Editor’s Note: If you want to experiment with tarot cards and don’t have any, we provide a free tarot spread generator using the Celtic Wings spread, which is based on the traditional Celtic Cross spread. This article explains how to use the spread. You can visit Sarah’s website here. –efc
By Sarah Taylor

This week’s article follows on from the two previous articles on the Celtic Cross (Part I — An introduction and Part II — Reading the Cross). This morning, I drew the remaining four cards, which form the ‘staff’ section of the reading, and I’ll explore these here as a separate unit (with a few exceptions), before revisiting the reading as a whole in a couple of weeks’ time.
Overview of the staff
What a spread! Four figures of authority, one court card, three major arcana cards. All of them are rulers over a particular domain: Creativity (King of Wands), the meeting of the spiritual and the physical (The Hierophant), balance and accountability (Justice), and intuition (The High Priestess).
All three male figures are clothed in red; the Priestess is in blue. This seems fitting because the male figures are of the world, while the High Priestess inhabits what I have referred to as the ‘liminal world’ — the world that lies between worlds. The red of the men’s gowns is flesh-like, more physical. The Priestess’s gown is watery, like the lunar world she inhabits. She also sits on top, balancing out, like the Moon in the sky, all the fleshy male energy beneath her.
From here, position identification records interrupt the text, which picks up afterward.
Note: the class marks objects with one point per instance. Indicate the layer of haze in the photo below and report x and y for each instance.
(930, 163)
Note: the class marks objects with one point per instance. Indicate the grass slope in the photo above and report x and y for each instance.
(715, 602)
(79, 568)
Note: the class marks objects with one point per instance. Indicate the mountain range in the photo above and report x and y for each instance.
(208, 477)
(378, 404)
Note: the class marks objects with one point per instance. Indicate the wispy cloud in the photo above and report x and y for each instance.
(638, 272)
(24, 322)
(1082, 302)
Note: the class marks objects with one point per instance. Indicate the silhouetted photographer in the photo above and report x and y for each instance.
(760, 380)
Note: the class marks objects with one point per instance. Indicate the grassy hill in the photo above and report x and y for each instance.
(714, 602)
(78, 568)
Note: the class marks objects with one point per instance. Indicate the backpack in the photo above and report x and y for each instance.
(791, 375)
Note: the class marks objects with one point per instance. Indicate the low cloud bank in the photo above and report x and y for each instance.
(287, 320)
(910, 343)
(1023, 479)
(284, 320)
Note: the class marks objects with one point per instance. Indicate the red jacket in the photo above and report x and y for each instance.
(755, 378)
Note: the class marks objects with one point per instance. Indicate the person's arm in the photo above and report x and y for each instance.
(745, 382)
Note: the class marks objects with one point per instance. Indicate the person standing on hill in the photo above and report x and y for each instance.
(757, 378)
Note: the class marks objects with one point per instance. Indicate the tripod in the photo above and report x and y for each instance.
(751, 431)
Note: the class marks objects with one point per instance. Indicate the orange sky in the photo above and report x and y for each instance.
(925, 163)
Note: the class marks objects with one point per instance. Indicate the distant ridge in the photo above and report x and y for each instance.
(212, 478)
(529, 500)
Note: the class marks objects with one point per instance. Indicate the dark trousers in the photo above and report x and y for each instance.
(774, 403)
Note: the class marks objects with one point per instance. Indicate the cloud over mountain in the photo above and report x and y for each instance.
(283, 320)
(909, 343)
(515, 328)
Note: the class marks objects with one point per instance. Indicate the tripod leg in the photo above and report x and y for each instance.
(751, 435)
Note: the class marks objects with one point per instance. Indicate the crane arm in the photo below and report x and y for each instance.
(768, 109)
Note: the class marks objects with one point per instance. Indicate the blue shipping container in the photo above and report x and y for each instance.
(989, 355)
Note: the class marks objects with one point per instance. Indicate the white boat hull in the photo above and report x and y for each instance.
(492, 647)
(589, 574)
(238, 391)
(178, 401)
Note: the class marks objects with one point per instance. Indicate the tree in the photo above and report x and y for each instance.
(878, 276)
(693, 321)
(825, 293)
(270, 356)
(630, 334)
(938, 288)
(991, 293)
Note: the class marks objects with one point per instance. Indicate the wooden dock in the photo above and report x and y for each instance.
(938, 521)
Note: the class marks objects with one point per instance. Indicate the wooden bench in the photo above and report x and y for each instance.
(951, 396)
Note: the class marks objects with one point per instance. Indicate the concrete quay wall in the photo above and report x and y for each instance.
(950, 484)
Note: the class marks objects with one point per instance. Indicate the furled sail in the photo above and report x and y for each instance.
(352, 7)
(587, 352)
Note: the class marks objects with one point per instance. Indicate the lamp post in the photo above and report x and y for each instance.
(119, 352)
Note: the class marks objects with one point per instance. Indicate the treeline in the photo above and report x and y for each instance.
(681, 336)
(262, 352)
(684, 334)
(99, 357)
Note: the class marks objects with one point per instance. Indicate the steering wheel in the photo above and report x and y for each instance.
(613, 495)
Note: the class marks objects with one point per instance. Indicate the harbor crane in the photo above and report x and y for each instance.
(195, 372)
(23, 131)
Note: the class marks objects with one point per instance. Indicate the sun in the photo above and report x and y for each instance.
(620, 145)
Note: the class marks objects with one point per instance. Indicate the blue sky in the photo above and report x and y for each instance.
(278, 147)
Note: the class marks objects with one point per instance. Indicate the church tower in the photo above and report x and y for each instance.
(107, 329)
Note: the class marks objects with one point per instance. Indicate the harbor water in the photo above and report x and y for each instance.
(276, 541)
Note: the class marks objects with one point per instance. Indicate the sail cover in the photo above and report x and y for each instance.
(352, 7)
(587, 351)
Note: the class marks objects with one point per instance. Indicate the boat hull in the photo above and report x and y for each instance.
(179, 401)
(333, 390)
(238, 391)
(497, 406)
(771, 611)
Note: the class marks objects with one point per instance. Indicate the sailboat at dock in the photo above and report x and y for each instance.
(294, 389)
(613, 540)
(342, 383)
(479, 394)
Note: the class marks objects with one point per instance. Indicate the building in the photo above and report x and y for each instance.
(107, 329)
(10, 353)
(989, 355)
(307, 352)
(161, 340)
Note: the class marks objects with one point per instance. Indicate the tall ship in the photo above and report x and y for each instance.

Also, all four figures are seated on thrones, and, apart from the King, all of them are flanked by pillars. This seems significant to me: the major arcana — the archetypal figures we embody and express through the process of individuation — seem to be enclosed in a strong, ‘funnel-like’ structure created by the pillars, which form an extended column down most of the staff. Taking it from that structural point of view, it feels like each one feeds into the other, and finally down into the King. Does this fly in the face of the traditional interpretation of the staff, which flows in chronological order from bottom up?
I don’t think so. From my point of view, time is a construct, and if we sit with the possibility that it isn’t simply linear, then it may well be that the energy of the Outcome card is already starting to influence the King as he sits on his throne at the bottom of the staff.
Finally, the King sits side-on, a recipient of this energy who demonstrates, by his body language, that he is ready and able to draw on it and act on it by moving out into the world. As the only minor arcana card, he is not constrained by the limits of the archetype that the other three inhabit, but can embody all three actively.
7. You (or Your Client) — King of Wands
“This card describes the qualities that the client brings with them to the reading: what they are, and what they are capable of achieving. This card is the archetype they are embodying at this moment in time, and one which, like the tools above, remains available to them.”
Two Kings (the other is in the cross part of the spread, linked to above) and a whole lotta Wands. The King of Wands as you ties in with and further strengthens the themes of the emergence of creative drive and of evolution of the Self — an increased assuming of authority over who you are and the powers that you have at your disposal.